David Pidduck, CEO, MediPharm Labs commented, “We are proud to participate in this important research that further solidifies our pharmaceutical approach to medical cannabis. This trial benefits from passionate lead investigators, a world-renowned sponsor institution and funding from the US National Institute of Health. Dementia and related indications are hard to treat for patients and caregivers especially at the end-of-life stage. It is our hope that the study will potentially provide a better therapeutic option than the current standard of care. MediPharm has invested in the infrastructure, licensing and expertise to become the preferred partner for pharmaceutical companies looking to add drugs containing cannabis to their pipelines. The [partnership] announced this morning provides further evidence that the Company has established processes that meet rigorous U.S. national and state specific regulations, and set the foundation for similar announcements in the future as we continue to build our pipeline.”
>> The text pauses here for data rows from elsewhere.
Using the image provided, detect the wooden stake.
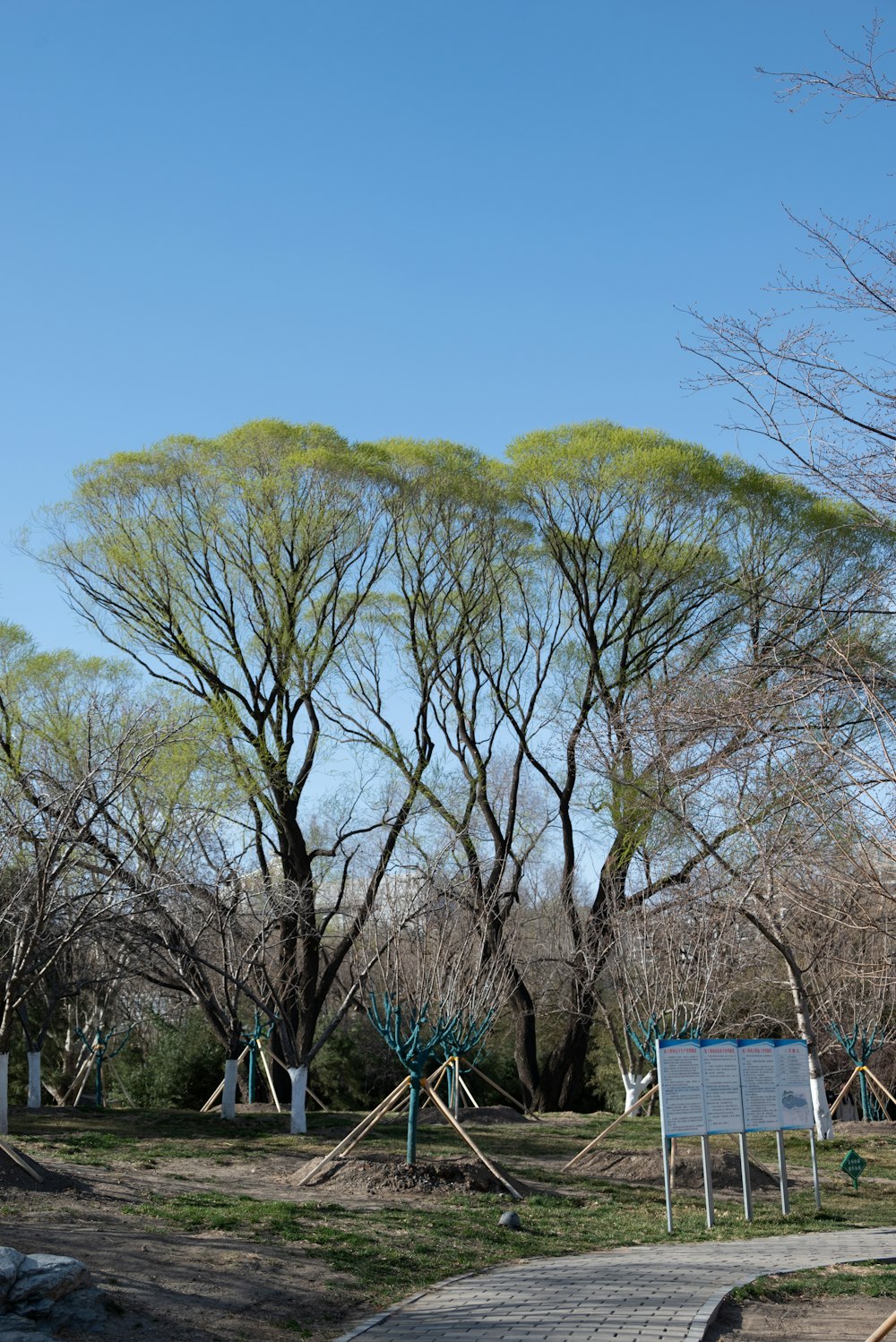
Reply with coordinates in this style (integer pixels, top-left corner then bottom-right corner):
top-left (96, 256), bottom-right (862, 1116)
top-left (73, 1054), bottom-right (94, 1108)
top-left (467, 1062), bottom-right (535, 1118)
top-left (831, 1067), bottom-right (858, 1119)
top-left (868, 1314), bottom-right (896, 1342)
top-left (60, 1054), bottom-right (94, 1108)
top-left (297, 1076), bottom-right (410, 1188)
top-left (866, 1067), bottom-right (896, 1105)
top-left (259, 1048), bottom-right (283, 1114)
top-left (457, 1072), bottom-right (478, 1108)
top-left (423, 1081), bottom-right (521, 1202)
top-left (0, 1140), bottom-right (43, 1183)
top-left (103, 1057), bottom-right (137, 1108)
top-left (410, 1057), bottom-right (452, 1114)
top-left (561, 1084), bottom-right (660, 1174)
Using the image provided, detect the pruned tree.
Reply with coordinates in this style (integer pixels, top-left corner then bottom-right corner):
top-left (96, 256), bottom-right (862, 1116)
top-left (39, 421), bottom-right (426, 1129)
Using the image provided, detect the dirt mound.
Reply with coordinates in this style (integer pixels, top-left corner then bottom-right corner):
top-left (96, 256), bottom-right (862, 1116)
top-left (0, 1143), bottom-right (78, 1193)
top-left (834, 1122), bottom-right (896, 1142)
top-left (294, 1156), bottom-right (507, 1193)
top-left (574, 1148), bottom-right (778, 1191)
top-left (420, 1105), bottom-right (527, 1127)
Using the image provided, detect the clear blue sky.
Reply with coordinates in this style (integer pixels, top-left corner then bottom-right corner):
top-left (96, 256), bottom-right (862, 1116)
top-left (0, 0), bottom-right (896, 649)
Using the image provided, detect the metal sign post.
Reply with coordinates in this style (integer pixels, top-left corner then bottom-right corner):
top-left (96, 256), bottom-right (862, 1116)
top-left (700, 1137), bottom-right (715, 1231)
top-left (809, 1127), bottom-right (821, 1212)
top-left (663, 1137), bottom-right (672, 1234)
top-left (737, 1132), bottom-right (753, 1221)
top-left (775, 1129), bottom-right (790, 1216)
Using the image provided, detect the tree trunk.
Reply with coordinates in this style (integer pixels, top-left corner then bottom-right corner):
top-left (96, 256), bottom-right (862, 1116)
top-left (28, 1048), bottom-right (40, 1108)
top-left (0, 1054), bottom-right (9, 1137)
top-left (623, 1071), bottom-right (653, 1115)
top-left (289, 1067), bottom-right (308, 1137)
top-left (221, 1057), bottom-right (238, 1122)
top-left (785, 957), bottom-right (834, 1142)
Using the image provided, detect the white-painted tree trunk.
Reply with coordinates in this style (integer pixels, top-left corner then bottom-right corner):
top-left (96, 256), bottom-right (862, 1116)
top-left (289, 1067), bottom-right (308, 1137)
top-left (221, 1057), bottom-right (238, 1119)
top-left (809, 1049), bottom-right (834, 1142)
top-left (0, 1054), bottom-right (9, 1137)
top-left (28, 1049), bottom-right (40, 1108)
top-left (786, 957), bottom-right (834, 1142)
top-left (623, 1072), bottom-right (653, 1115)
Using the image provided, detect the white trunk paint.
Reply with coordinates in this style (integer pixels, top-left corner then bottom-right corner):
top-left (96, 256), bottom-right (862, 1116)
top-left (221, 1057), bottom-right (238, 1119)
top-left (289, 1067), bottom-right (308, 1137)
top-left (28, 1049), bottom-right (40, 1108)
top-left (809, 1054), bottom-right (834, 1142)
top-left (623, 1072), bottom-right (653, 1115)
top-left (785, 957), bottom-right (834, 1142)
top-left (0, 1054), bottom-right (9, 1137)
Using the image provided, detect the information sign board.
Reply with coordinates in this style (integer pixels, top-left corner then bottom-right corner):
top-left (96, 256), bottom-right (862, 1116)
top-left (656, 1038), bottom-right (707, 1137)
top-left (700, 1038), bottom-right (743, 1134)
top-left (775, 1038), bottom-right (814, 1129)
top-left (737, 1038), bottom-right (780, 1132)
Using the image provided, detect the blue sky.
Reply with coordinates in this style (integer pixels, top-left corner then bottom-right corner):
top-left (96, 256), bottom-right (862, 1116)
top-left (0, 0), bottom-right (896, 651)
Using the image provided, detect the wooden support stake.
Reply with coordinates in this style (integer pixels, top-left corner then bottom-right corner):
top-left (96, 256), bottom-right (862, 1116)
top-left (259, 1048), bottom-right (283, 1114)
top-left (866, 1067), bottom-right (896, 1105)
top-left (423, 1081), bottom-right (521, 1202)
top-left (0, 1140), bottom-right (43, 1183)
top-left (416, 1057), bottom-right (452, 1114)
top-left (200, 1044), bottom-right (249, 1114)
top-left (831, 1067), bottom-right (858, 1119)
top-left (868, 1314), bottom-right (896, 1342)
top-left (297, 1076), bottom-right (410, 1188)
top-left (467, 1062), bottom-right (535, 1118)
top-left (561, 1084), bottom-right (660, 1174)
top-left (73, 1054), bottom-right (94, 1108)
top-left (457, 1072), bottom-right (478, 1108)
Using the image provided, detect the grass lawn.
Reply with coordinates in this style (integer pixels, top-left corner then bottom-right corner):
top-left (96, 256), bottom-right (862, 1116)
top-left (12, 1110), bottom-right (896, 1306)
Study Details – provided by Alzheimer’s Clinical Trial Consortium
Approximately 50% of people diagnosed with Alzheimer’s disease or other types of dementia will receive hospice care at the end of their life(1). Of these, more than 70% will be prescribed psychiatric medications for management of agitation(2). There are no approved treatments or guidelines to assist clinicians in addressing end-of-life agitation in dementia. In the absence of appropriate evidence-based guidelines, patients are typically prescribed a combination of antipsychotics, sedatives, and opiates. These medications often lead to undesirable side effects, all of which tend to make the situation even worse, lowering quality of life for patients, and adding burden to their care partners.
Recent research suggests that derivatives of cannabis can be beneficial in controlling agitation and distress without the side effects of medications commonly used to treat agitation. In this project, Keck School of Medicine has chosen to use a combination of two medications, THC and CBD. This project aims to test the efficacy of an oral combination of THC and CBD, for the treatment of agitation in participants with a diagnosis of dementia who are eligible for hospice and experiencing agitation. The proposed study consists of a 12-week, Phase 2, multicenter, randomized, double-blind, parallel-group, placebo-controlled study, with primary outcomes evaluating the efficacy and tolerability of a THC/CBD oral combination at week 2 and secondary outcomes at week 12.
The study will recruit approximately 150 participants from 20 clinical trial sites in the United States over a two year period.